Spark Dataset/Dataframe join NULL skew key
Asked Answered
S

2

5

Working with Spark Dataset/DataFrame joins, I faced long running and failed with OOM jobs.

Here's input:

  • ~10 datasets with different size, mostly huge(>1 TB)
  • all left-joined to one base dataset
  • some of join keys are null

After some analysis, I found that failed and slow jobs reason is null skew key: when left side has millions of records with join key null.

I made some brute force approach to solve this issue, and here's I want to share it.

If you have better or any built-in solutions(for regular Apache Spark), please share it.

Stickpin answered 14/9, 2018 at 22:20 Comment(0)
S
3

Here's solution I came to:

  /**
    * Expression that produce negative random between -1 and -`lowestValue`(inclusively).
    *
    * @example
    *          {{{
    *             spark
    *                  .range(1, 100)
    *                  .withColumn("negative", negativeRandomWithin(3))
    *                  .select("negative")
    *                  .distinct()
    *                  .show(false)
    *          }}}
    *          +--------+
    *          |negative|
    *          +--------+
    *          |-2      |
    *          |-3      |
    *          |-1      |
    *          +--------+
    */
  private[transformation] def negativeRandomWithin(lowestValue: Long): Column = {
    negate(positiveRandomWithin(lowestValue)) - 1
  }

  /**
    * Expression that produce positive random between 0 and `highestValue`(exclusively).
    *
    * @example
    *          {{{
    *             spark
    *                  .range(1, 100)
    *                  .withColumn("positive", positiveRandomWithin(3))
    *                  .select("positive")
    *                  .distinct()
    *                  .show(false)
    *          }}}
    *          +--------+
    *          |positive|
    *          +--------+
    *          |0       |
    *          |1       |
    *          |2       |
    *          +--------+
    */
  private[transformation] def positiveRandomWithin(highestValue: Long) = {
    pmod((rand * highestValue).cast(LongType), lit(highestValue))
  }

  implicit class SkewedDataFrameExt(val underlying: DataFrame) extends AnyVal {

    /**
      * Particular optimized version of left outer join where left side of join has skewed `null` field.
      *
      * @note
      *       It works only for single column join which is applicable for `isNotNull`.
      *
      * Optimization algorithm:
      *   1. replace left dataset `null` values with negative number within range between -1 and - `nullNumBuckets`(10000 by default)
      *   2. use appended column, with original join column value and `null` replacements, as join column from left dataset
      *      appended column name builds using original left join column and `skewedColumnPostFix` separated by underscore.
      *
      * @note there is no checks how many `null` values on left dataset before applying above steps,
      *       as well as there is no checks does it sort merge join or broadcast.
      *
      * IMPORTANT: If left dataset already has appended column name, it will be reused to benefit already repartitioned data on the left
      *
      * HIGHLY IMPORTANT: right dataset should not contain negative values in `joinRightCol`
      */
    private[transformation] def nullSkewLeftJoin(right: DataFrame,
                                                 joinLeftCol: Column,
                                                 joinRightCol: Column,
                                                 skewedColumnPostFix: String = "skewed_column",
                                                 nullNumBuckets: Int = 10000): DataFrame = {

      val skewedTempColumn = s"${joinLeftCol.toString()}_$skewedColumnPostFix"
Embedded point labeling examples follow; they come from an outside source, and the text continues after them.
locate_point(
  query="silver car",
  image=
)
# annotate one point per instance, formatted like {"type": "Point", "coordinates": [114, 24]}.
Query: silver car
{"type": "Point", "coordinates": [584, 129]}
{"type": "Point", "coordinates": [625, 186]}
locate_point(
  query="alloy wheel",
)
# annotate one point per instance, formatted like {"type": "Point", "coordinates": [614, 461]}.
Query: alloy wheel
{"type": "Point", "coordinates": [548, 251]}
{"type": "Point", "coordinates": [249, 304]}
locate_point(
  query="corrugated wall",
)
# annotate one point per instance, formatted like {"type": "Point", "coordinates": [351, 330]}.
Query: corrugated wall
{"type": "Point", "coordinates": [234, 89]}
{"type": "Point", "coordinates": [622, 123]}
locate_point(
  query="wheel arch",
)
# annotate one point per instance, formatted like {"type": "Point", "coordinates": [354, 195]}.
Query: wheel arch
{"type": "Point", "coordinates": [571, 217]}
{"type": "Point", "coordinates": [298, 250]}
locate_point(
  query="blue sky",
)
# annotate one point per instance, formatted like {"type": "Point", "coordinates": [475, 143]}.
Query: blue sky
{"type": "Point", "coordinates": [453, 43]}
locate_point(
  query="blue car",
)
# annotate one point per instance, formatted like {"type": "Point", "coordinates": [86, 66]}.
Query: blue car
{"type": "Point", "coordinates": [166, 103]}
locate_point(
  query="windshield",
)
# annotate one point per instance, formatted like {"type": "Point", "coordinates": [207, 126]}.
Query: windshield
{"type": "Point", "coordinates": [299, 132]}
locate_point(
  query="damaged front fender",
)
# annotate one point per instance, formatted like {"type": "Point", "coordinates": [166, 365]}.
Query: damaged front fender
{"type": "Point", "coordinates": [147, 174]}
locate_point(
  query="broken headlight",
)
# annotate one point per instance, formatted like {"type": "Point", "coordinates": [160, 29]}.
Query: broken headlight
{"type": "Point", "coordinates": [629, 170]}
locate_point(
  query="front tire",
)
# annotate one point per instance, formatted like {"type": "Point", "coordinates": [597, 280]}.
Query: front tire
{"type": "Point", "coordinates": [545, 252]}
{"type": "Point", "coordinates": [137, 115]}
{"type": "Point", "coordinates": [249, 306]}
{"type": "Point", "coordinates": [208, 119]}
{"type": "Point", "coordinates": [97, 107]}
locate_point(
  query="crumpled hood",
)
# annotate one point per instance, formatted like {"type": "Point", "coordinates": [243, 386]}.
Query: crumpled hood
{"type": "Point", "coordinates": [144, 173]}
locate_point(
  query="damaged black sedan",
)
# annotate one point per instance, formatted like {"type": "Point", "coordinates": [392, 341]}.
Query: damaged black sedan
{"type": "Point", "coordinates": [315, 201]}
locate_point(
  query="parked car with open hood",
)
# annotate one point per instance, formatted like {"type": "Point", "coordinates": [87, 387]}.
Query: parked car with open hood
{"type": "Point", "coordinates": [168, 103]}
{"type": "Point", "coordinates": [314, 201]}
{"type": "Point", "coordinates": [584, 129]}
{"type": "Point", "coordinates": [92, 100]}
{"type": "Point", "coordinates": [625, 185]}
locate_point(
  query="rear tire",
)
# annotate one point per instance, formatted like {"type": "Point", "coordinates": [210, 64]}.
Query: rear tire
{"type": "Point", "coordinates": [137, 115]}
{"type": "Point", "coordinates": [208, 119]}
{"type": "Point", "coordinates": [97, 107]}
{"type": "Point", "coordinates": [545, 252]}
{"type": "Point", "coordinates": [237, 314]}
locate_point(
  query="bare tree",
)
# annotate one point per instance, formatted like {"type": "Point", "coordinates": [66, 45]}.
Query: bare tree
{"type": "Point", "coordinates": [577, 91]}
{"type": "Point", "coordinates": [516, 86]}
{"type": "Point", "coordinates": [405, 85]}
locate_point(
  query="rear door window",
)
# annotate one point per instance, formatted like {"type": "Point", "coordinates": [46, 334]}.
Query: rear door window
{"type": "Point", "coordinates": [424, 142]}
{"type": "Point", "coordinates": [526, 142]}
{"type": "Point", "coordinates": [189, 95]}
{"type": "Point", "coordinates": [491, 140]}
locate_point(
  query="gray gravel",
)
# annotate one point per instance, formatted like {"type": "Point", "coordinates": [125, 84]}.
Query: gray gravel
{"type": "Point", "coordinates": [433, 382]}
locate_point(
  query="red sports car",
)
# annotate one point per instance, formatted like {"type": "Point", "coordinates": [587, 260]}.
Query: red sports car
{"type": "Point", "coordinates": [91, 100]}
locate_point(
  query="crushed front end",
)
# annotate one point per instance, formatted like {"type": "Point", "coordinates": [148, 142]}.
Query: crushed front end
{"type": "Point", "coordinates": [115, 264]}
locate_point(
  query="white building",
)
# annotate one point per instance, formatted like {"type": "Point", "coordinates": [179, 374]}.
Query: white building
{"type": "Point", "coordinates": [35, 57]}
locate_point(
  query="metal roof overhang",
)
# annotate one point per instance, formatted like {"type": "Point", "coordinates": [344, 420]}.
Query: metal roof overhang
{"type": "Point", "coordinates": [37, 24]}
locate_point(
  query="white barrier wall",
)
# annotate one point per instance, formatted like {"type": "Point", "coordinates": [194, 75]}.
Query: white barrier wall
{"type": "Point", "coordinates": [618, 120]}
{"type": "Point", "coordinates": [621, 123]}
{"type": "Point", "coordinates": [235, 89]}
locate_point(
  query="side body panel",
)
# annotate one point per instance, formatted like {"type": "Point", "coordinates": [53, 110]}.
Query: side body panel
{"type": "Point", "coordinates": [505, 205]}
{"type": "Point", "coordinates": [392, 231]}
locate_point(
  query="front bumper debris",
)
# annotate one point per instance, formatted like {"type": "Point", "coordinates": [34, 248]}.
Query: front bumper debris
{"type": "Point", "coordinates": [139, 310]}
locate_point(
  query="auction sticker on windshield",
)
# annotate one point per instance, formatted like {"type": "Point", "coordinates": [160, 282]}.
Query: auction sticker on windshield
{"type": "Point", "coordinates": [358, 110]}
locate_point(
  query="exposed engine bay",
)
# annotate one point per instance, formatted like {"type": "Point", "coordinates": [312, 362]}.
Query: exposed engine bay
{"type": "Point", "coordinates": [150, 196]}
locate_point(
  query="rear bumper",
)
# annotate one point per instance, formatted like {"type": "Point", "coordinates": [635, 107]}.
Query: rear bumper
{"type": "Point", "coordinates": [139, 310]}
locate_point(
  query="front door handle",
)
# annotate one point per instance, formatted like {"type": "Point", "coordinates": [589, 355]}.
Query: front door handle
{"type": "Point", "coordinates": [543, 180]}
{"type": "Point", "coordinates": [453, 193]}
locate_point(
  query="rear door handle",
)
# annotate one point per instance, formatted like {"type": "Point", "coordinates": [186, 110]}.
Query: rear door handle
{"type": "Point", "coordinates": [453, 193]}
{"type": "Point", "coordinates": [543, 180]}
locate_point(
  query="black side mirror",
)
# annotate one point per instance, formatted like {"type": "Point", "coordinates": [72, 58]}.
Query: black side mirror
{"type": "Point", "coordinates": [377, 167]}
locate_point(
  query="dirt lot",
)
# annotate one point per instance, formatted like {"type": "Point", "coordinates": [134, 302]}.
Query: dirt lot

      if (underlying.columns.exists(_ equalsIgnoreCase skewedTempColumn)) {
        underlying.join(right.where(joinRightCol.isNotNull), col(skewedTempColumn) === joinRightCol, "left")
      } else {
        underlying
          .withColumn(skewedTempColumn,
                      when(joinLeftCol.isNotNull, joinLeftCol).otherwise(negativeRandomWithin(nullNumBuckets)))
          .join(right.where(joinRightCol.isNotNull), col(skewedTempColumn) === joinRightCol, "left")
      }
    }
  }

In short: I replace left dataset join key null values by negative range, to make it evenly repartitioned.

NOTE: this solution only for left join and null join key skew. I didn't want explode right dataset and do skew solution for any key. Also, after that step, null join key values will be distributed to different partitions, hence, mapPartitions etc. won't work.

As summary, above solution helped me, but I want to see more solution for this type of dataset join issues.

Stickpin answered 14/9, 2018 at 22:20 Comment(1)
Hi, I used your answer here (#57798059) and modified it a little bit. Hope you didn't mindColloquy
I
5

I had the same problem a time ago but I choose another approach after making some performance tests. It depends of your data, the data will tell you what is the better algorithm to solve this join problem.

In my case, I have more than 30% of data with null in the left side of join and the data is in parquet format. Given that, it's better for me to perform a filter where this key is null and where this key is not null, join only when not null, and later union both data.

val data = ...
val notJoinable = data.filter('keyToJoin.isNull)
val joinable = data.filter('keyToJoin.isNotNull)

joinable.join(...) union notJoinable

It avoids hotspot too. If I use your approach (negative numbers/whatever not-"joinable" value), spark will shuffle all this data which is a lot of data (more than 30%).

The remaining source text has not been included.